Curriculum Creep and “Expert Blindness”
When educators and subject-matter experts sit on curriculum review committees, they often bring their own accumulated knowledge—the stuff they worked years to master. There’s a natural tendency to assume: “If I know this, students should too.” That’s a kind of expert blindness. They forget what it was like not to know, and they sometimes misjudge developmental readiness. Over decades, this leads to what we might call curriculum creep—more facts, more standards, more requirements, until education becomes overstuffed.

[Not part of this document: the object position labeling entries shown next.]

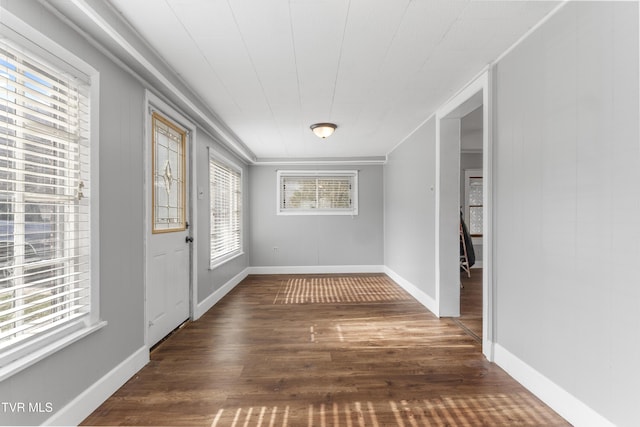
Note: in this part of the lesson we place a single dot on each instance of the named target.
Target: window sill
(34, 357)
(318, 212)
(217, 263)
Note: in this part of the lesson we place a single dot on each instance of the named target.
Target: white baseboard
(568, 406)
(82, 406)
(415, 292)
(212, 299)
(318, 269)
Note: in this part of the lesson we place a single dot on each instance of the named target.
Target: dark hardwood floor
(347, 350)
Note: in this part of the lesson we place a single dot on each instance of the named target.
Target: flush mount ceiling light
(323, 130)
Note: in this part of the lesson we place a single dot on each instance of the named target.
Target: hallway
(349, 350)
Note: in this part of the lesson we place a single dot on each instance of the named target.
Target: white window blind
(44, 199)
(225, 194)
(317, 192)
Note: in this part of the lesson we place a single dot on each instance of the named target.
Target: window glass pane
(169, 143)
(475, 191)
(475, 223)
(225, 192)
(44, 198)
(299, 193)
(317, 192)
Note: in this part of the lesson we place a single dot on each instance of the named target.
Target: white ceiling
(377, 68)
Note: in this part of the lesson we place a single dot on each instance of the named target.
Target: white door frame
(151, 101)
(476, 93)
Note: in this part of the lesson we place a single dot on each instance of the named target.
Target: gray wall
(210, 281)
(315, 240)
(409, 223)
(64, 375)
(69, 372)
(567, 168)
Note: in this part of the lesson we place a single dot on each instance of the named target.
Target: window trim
(215, 156)
(468, 175)
(353, 174)
(27, 39)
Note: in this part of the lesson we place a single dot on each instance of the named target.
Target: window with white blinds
(44, 201)
(317, 192)
(225, 193)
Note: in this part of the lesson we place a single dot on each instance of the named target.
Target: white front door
(168, 248)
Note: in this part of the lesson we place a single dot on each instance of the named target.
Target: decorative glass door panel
(168, 160)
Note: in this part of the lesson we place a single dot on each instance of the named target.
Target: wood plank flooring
(347, 350)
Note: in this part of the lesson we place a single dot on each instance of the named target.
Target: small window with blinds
(225, 193)
(330, 192)
(44, 204)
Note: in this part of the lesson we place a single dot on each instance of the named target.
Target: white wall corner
(568, 406)
(414, 291)
(89, 400)
(317, 269)
(216, 296)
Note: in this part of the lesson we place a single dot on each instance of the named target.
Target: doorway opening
(169, 254)
(450, 203)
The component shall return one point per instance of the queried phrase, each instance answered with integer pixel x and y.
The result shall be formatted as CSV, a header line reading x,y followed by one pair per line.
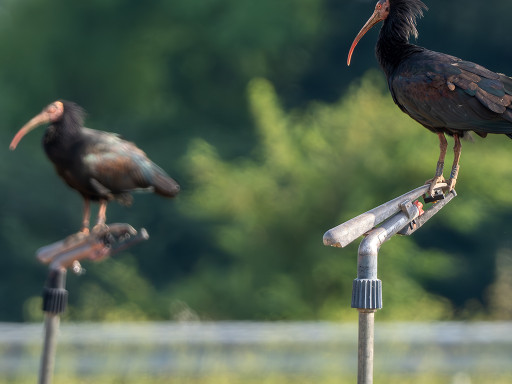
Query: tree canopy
x,y
250,106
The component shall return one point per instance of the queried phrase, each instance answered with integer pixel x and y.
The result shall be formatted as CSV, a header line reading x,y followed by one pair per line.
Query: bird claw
x,y
436,184
100,229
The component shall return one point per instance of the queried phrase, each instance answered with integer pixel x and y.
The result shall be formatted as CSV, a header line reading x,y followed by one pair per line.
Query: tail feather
x,y
163,184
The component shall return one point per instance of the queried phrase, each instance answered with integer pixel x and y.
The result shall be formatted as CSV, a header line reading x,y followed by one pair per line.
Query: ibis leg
x,y
86,216
438,177
457,150
102,217
102,212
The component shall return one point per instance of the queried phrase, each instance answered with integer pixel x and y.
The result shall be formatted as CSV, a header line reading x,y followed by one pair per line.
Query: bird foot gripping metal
x,y
103,241
403,215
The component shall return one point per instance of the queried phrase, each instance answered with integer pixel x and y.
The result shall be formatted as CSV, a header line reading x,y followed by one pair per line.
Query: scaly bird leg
x,y
457,150
102,216
86,216
438,179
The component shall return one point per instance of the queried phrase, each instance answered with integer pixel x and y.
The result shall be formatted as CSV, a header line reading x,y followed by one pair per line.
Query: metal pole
x,y
54,303
397,216
365,346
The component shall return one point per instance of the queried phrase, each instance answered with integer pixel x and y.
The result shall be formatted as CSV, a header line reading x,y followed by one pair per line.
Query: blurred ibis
x,y
101,166
445,94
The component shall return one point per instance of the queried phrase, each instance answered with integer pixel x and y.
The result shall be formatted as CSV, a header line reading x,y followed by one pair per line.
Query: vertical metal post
x,y
365,342
54,303
397,216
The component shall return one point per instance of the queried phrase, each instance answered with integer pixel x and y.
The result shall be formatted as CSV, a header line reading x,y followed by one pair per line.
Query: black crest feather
x,y
403,14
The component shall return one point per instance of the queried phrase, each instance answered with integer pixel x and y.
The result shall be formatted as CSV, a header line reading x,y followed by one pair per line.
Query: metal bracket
x,y
101,243
403,215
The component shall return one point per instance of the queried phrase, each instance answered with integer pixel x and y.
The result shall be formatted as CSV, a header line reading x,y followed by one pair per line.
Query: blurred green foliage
x,y
250,106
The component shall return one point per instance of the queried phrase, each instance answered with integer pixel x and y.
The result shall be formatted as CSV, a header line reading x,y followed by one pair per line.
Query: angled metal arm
x,y
63,254
403,215
97,245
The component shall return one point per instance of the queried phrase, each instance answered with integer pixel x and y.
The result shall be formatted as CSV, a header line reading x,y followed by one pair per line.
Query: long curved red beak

Development vs. Expectation
Developmental correctness means pacing content so it matches children’s cognitive, emotional, and neurological growth stages. Expectation correctness means pacing content so it matches what adults (universities, employers, policymakers) wish children already knew.
Modern curriculum tilts heavily toward the second. We pile on skills “just in case” they’ll need them later, rather than focusing on depth, mastery and readiness.
The Result
Students often experience school as an information dump, rather than a wisdom-building journey. Teachers feel torn between coverage (hitting every benchmark) and comprehension (ensuring actual learning). Parents see kids stressed by loads of “stuff” that doesn’t feel meaningful or age-appropriate.
The Deeper Philosophical Question
It becomes a question of purpose: Is education about equipping children with everything they might need someday, or about cultivating the capacity to learn, think and grow at the right time? One vision creates encyclopedias with legs. The other develops adaptable humans who can learn what they need when they need it.